A 32-year-old Polish plumber with a young family is receiving treatment for Philadelphia-positive acute lymphoblastic leukaemia (Ph+ ALL) and has achieved complete remission (CR) with induction therapy. He has no siblings but has been offered a stem cell transplantation (SCT) if a suitable unrelated donor can be identified. He is concerned about the risk of transplant and the long-term side effects.
What are the chances of finding a suitable donor?
Is he likely to benefit from a transplant?
What are the likely long-term complications of transplantation?
Acute lymphoblastic leukaemia (ALL) is rare, with 730 new cases diagnosed annually in the UK. Peaks of incidence occur under the age of 5 years, during the middle thirties and at over 60 years.

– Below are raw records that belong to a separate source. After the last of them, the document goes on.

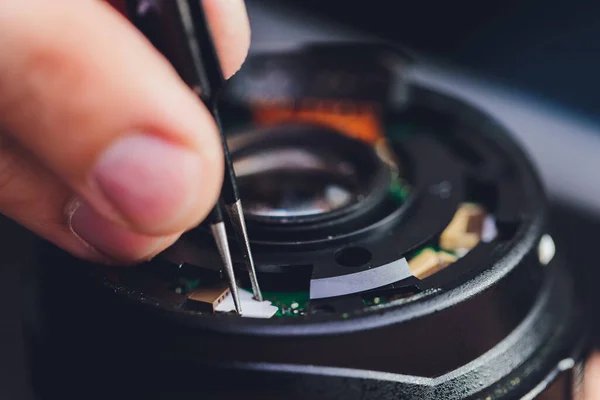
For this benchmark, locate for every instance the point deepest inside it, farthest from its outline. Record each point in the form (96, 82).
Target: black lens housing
(496, 324)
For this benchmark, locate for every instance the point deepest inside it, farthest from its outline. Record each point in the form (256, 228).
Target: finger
(37, 199)
(229, 24)
(591, 383)
(89, 97)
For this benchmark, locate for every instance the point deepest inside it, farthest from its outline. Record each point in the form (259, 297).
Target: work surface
(564, 148)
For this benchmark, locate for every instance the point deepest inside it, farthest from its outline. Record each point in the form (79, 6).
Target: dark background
(548, 48)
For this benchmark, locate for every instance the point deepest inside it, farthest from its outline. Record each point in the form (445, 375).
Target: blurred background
(532, 64)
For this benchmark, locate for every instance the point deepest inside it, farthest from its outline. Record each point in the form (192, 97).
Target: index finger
(229, 23)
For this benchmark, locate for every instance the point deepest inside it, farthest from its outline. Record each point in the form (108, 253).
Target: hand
(103, 149)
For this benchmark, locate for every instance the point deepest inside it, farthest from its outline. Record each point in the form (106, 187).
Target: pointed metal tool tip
(220, 236)
(236, 215)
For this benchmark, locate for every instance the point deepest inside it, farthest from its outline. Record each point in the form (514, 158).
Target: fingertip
(109, 243)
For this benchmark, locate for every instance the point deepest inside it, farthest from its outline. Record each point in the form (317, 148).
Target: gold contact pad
(210, 297)
(464, 231)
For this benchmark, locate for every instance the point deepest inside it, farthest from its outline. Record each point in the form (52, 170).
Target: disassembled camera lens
(400, 241)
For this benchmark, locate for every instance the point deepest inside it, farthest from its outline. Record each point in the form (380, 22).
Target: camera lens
(417, 264)
(292, 182)
(300, 173)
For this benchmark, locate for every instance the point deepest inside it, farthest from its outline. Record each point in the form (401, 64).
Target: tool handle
(229, 190)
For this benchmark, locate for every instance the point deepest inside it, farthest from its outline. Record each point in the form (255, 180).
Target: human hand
(104, 151)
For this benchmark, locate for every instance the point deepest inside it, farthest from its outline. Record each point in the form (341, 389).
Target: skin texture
(103, 149)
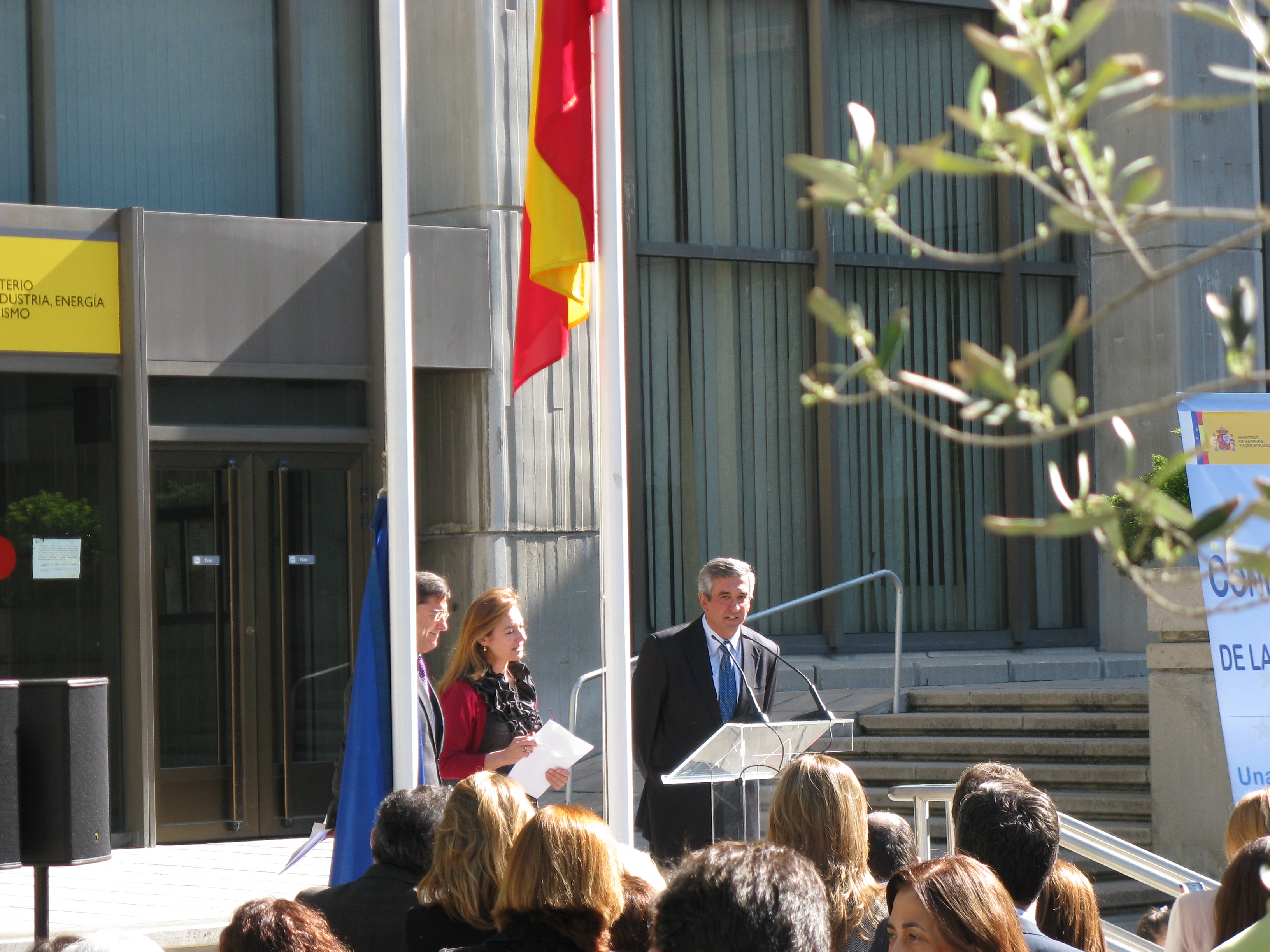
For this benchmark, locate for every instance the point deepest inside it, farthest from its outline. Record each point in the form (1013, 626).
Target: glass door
(257, 567)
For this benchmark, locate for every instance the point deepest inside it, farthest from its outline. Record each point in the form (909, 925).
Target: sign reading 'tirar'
(59, 291)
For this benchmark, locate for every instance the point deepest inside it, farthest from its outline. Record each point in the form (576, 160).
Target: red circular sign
(8, 558)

The appearance of an aberrant chromosome 22, the Philadelphia chromosome, resulting from a reciprocal translocation t(9;22), is the classic founding event of chronic myeloid leukaemia (CML). However, the Philadelphia chromosome is frequently found in ALL lymphoblasts, accounting for 14% of patients presenting between the ages of 25 and 35 years.1 The translocation produces the BCR-ABL fusion gene that encodes a constitutively active tyrosine kinase contributing to malignant transformation in Ph+ ALL.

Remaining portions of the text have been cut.